Russ P. Carstens, MD
Photo: Russ Carstens



Elected 2010
The focus of my laboratory is investigation of alternative splicing, whereby a single gene transcript can generate numerous spliced mRNAs, thereby greatly expanding ribonomic and proteomic diversity. Previous studies in my lab investigated the alternative splicing mechanisms that give rise to functionally distinct epithelial and mesenchymal isoforms of fibroblast growth factor receptor 2 (FGFR2) . A high throughput cDNA expression screen for FGFR2 splicing regulators uncovered two epithelial-specific factors, Epithelial Splicing Proteins 1 and 2 (ESRP1 and ESRP2). The ESRPs are required for expression of the epithelial FGFR2 splice variant and also regulate splicing of an extensive epithelial-specific splicing program. Loss of ESRP expression during the Epithelial Mesenchymal Transition (EMT) results in numerous splicing switches in target gene transcripts that cause functionally relevant changes in the resulting protein isoforms. We are using high throughput sequencing (RNA-seq) to characterize the comprehensive epithelial splicing regulatory network.
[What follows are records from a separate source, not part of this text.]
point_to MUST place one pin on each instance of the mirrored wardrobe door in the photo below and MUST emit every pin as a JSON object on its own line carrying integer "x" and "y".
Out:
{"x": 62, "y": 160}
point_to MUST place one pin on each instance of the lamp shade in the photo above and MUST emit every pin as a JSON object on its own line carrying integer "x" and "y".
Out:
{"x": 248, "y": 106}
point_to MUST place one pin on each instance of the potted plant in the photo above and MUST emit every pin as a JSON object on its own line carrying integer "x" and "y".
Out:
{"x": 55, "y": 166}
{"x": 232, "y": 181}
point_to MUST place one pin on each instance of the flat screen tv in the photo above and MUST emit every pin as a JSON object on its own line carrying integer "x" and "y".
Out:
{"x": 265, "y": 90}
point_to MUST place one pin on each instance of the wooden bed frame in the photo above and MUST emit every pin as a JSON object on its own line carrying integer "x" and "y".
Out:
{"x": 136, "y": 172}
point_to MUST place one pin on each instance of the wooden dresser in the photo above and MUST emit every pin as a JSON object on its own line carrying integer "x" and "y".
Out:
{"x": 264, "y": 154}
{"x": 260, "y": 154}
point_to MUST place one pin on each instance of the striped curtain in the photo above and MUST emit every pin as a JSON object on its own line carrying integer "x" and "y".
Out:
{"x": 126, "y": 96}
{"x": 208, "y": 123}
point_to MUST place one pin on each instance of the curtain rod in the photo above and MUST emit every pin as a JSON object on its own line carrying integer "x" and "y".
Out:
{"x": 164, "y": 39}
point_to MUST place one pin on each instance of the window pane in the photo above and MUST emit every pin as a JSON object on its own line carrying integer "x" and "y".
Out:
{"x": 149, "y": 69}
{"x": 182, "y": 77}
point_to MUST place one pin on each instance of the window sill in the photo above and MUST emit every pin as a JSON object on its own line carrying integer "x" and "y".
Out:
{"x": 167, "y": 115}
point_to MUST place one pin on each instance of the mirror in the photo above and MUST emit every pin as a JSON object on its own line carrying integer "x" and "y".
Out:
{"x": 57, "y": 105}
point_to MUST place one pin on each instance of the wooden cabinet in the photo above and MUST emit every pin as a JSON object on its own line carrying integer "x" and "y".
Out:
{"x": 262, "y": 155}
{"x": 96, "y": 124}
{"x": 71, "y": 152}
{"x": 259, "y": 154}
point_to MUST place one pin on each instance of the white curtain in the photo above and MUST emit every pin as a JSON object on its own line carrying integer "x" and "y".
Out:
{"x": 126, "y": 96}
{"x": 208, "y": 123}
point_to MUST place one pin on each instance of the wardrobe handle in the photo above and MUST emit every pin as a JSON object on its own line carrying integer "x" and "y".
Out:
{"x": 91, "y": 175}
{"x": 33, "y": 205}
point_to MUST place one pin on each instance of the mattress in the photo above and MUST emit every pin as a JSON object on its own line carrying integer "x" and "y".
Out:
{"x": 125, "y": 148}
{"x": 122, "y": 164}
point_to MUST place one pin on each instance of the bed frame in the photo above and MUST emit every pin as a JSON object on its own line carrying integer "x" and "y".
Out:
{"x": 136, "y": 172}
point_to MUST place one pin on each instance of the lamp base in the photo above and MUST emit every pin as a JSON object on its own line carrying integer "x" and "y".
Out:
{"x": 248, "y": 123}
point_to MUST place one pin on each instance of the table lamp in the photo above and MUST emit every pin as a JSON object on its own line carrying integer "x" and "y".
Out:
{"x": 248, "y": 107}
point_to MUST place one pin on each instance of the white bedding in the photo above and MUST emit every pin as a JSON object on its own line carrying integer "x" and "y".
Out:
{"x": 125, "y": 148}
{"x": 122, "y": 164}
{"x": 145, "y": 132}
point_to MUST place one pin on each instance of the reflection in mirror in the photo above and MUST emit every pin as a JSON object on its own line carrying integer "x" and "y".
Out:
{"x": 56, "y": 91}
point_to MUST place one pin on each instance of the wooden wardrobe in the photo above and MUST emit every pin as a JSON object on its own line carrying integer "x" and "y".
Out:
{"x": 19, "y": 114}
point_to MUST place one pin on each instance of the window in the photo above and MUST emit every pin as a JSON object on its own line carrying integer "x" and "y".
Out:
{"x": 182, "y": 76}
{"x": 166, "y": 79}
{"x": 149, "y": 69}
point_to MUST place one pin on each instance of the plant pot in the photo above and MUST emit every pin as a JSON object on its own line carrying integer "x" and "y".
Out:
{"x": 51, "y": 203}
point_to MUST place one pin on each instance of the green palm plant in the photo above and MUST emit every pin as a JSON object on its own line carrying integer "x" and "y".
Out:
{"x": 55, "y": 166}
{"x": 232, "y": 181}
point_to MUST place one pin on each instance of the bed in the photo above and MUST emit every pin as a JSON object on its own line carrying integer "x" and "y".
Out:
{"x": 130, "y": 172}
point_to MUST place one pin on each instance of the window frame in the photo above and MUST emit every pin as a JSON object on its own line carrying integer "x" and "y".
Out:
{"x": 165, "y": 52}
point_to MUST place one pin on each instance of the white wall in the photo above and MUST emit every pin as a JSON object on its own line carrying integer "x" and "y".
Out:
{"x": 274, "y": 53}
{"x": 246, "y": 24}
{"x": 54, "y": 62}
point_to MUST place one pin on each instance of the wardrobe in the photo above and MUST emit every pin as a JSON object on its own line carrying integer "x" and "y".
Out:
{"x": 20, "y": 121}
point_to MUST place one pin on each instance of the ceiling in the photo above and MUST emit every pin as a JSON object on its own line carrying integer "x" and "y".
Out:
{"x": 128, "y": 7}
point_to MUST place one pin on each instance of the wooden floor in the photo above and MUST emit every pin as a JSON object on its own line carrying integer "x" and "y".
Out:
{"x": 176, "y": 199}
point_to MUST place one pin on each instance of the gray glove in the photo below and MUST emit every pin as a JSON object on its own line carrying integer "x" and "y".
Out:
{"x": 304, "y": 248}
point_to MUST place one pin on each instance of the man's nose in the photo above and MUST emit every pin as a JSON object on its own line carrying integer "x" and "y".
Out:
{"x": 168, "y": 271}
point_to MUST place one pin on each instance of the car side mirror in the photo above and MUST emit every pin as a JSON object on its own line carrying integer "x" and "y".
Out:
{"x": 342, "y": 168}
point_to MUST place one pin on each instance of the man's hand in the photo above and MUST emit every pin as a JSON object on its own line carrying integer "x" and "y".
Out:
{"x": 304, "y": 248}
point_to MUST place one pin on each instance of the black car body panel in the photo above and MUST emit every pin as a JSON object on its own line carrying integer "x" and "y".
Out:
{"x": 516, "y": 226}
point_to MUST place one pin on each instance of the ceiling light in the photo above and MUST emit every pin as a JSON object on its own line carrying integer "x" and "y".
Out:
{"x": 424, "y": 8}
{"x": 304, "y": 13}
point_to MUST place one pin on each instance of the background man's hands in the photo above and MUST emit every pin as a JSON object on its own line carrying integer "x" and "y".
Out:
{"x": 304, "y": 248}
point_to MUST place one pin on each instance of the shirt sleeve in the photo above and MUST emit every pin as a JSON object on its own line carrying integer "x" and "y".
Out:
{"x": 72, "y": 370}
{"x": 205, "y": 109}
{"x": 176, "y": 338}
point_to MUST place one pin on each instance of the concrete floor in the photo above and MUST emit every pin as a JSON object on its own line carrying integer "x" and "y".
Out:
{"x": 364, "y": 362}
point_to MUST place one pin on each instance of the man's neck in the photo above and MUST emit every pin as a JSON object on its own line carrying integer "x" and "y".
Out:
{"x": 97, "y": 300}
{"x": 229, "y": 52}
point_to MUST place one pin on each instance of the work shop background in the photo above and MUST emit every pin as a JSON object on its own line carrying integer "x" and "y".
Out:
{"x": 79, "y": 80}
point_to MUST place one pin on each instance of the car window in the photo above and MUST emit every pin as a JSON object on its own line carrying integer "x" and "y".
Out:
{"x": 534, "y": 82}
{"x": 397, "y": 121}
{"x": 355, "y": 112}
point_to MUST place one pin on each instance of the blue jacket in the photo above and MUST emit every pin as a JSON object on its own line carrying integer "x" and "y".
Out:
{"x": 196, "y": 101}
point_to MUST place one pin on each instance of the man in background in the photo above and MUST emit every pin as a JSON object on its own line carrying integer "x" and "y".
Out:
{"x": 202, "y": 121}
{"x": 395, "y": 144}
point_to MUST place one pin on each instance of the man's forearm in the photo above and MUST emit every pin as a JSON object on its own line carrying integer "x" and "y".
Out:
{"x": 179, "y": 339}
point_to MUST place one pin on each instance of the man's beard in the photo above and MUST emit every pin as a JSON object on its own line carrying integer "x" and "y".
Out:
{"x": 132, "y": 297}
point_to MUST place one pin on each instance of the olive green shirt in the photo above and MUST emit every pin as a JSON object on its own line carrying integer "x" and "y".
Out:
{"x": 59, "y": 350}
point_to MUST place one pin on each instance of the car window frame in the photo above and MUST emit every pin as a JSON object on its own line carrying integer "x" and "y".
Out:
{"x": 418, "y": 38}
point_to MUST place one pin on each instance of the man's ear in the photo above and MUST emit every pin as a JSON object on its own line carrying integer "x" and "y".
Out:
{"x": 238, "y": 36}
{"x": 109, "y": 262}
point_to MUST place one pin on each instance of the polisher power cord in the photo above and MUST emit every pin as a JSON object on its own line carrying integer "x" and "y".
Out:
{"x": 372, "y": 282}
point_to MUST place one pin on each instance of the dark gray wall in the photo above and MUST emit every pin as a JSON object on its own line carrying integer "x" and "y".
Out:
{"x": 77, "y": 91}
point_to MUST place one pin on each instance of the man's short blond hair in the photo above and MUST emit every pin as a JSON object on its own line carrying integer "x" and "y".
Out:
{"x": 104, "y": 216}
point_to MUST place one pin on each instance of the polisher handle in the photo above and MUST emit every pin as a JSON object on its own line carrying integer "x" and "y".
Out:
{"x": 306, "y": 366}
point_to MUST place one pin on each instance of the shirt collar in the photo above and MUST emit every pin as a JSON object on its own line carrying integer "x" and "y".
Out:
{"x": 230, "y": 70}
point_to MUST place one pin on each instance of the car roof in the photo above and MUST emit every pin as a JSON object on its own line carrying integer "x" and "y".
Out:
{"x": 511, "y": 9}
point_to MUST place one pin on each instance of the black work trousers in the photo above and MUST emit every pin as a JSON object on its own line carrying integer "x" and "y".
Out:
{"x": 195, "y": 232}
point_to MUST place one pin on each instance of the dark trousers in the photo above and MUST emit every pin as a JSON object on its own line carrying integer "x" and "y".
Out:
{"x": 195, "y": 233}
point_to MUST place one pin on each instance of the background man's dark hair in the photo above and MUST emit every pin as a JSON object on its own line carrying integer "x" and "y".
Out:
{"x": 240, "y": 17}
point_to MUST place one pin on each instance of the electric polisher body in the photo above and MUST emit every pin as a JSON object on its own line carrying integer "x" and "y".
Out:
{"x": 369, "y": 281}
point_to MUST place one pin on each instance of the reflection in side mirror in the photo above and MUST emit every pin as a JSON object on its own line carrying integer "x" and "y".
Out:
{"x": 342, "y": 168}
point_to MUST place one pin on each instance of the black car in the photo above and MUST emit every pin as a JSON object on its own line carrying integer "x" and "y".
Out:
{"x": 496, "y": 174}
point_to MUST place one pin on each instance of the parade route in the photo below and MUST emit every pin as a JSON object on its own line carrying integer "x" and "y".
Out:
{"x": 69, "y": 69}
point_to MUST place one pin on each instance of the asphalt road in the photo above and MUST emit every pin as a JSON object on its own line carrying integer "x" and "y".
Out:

We predict that the proteins encoded by transcripts comprising this epithelial splicing signature will define protein interaction networks that underlie epithelial development and function. These proteins are likely to have biologically coherent isoform-specific functions that are relevant for the EMT in development and in cancer metastasis and tissue fibrosis. We are now generating mice carrying conditional knockout alleles for Esrp1 and Esrp2 that will be used to create tissue-specific Esrp-knockout mice. These tools will allow us to clarify the roles of these splicing regulators during development and also allow us to profile ESRP-regulated splicing targets in vivo.